# VLM Cross-Modal Deep Hashing — Colab Launcher

Train a cross-modal hashing model (SigLIP2 → 1-bit binary codes) with real-time monitoring dashboard.

In [1]:
# Cell 1: GPU Check + Google Drive Mount
import torch

assert torch.cuda.is_available(), "No GPU detected — switch to a GPU runtime."
gpu_name = torch.cuda.get_device_name(0)
vram = torch.cuda.get_device_properties(0).total_memory / 1024**3
print(f"GPU: {gpu_name} ({vram:.1f} GB)")

from google.colab import drive
drive.mount("/content/drive")

!mkdir -p /content/drive/MyDrive/vlm_quantization/checkpoints

  import pynvml  # type: ignore[import]


GPU: Tesla T4 (14.7 GB)
Drive already mounted at /content/drive; to attempt to forcibly remount, call drive.mount("/content/drive", force_remount=True).


In [2]:
# Cell 2: Clone Repo + Install Dependencies + Load .env from Google Drive
!git clone https://github.com/hyunlord/vlm_quantization.git /content/vlm_quantization
%cd /content/vlm_quantization
!pip install -q -r requirements.txt
!pip install -q pyngrok

import os

env_path = "/content/drive/MyDrive/vlm_quantization/.env"
if os.path.exists(env_path):
    with open(env_path) as f:
        for line in f:
            line = line.strip()
            if line and not line.startswith("#") and "=" in line:
                key, val = line.split("=", 1)
                os.environ[key.strip()] = val.strip()
    print(f".env loaded from Google Drive")
else:
    print(f"No .env found at {env_path} — create one with NGROK_AUTH_TOKEN if needed")

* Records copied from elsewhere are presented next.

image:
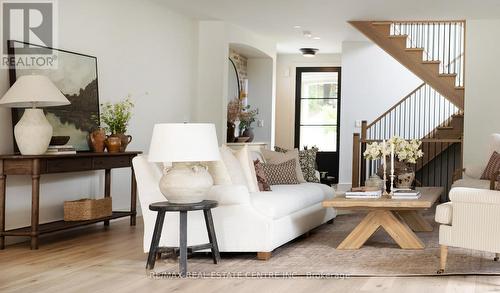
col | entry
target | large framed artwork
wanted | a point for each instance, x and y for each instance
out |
(76, 76)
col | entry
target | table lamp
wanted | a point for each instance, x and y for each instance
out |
(185, 145)
(33, 132)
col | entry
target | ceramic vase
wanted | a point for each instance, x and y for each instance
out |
(113, 144)
(96, 140)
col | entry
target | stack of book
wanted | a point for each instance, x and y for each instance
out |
(61, 150)
(405, 194)
(364, 193)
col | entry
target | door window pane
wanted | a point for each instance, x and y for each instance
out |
(319, 85)
(318, 111)
(324, 137)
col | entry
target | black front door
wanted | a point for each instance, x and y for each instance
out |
(317, 114)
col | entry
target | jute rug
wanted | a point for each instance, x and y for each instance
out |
(316, 255)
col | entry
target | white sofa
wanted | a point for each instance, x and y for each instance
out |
(244, 222)
(470, 221)
(471, 174)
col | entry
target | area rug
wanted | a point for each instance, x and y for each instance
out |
(315, 255)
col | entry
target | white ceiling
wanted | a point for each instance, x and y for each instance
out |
(327, 19)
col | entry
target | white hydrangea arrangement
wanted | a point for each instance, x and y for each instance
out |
(405, 150)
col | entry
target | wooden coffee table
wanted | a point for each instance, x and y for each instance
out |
(398, 217)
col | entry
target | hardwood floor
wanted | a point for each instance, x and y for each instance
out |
(96, 259)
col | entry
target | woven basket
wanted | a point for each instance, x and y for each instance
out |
(87, 209)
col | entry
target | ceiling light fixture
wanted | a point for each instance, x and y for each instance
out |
(308, 52)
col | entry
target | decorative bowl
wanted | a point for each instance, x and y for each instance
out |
(59, 140)
(243, 139)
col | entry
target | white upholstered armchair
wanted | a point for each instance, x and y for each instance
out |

fatal: destination path '/content/vlm_quantization' already exists and is not an empty directory.
/content/vlm_quantization
.env loaded from Google Drive


In [None]:
# Cell 3: Load COCO Captions (cached on Google Drive)
import os

DRIVE_COCO = "/content/drive/MyDrive/data/coco"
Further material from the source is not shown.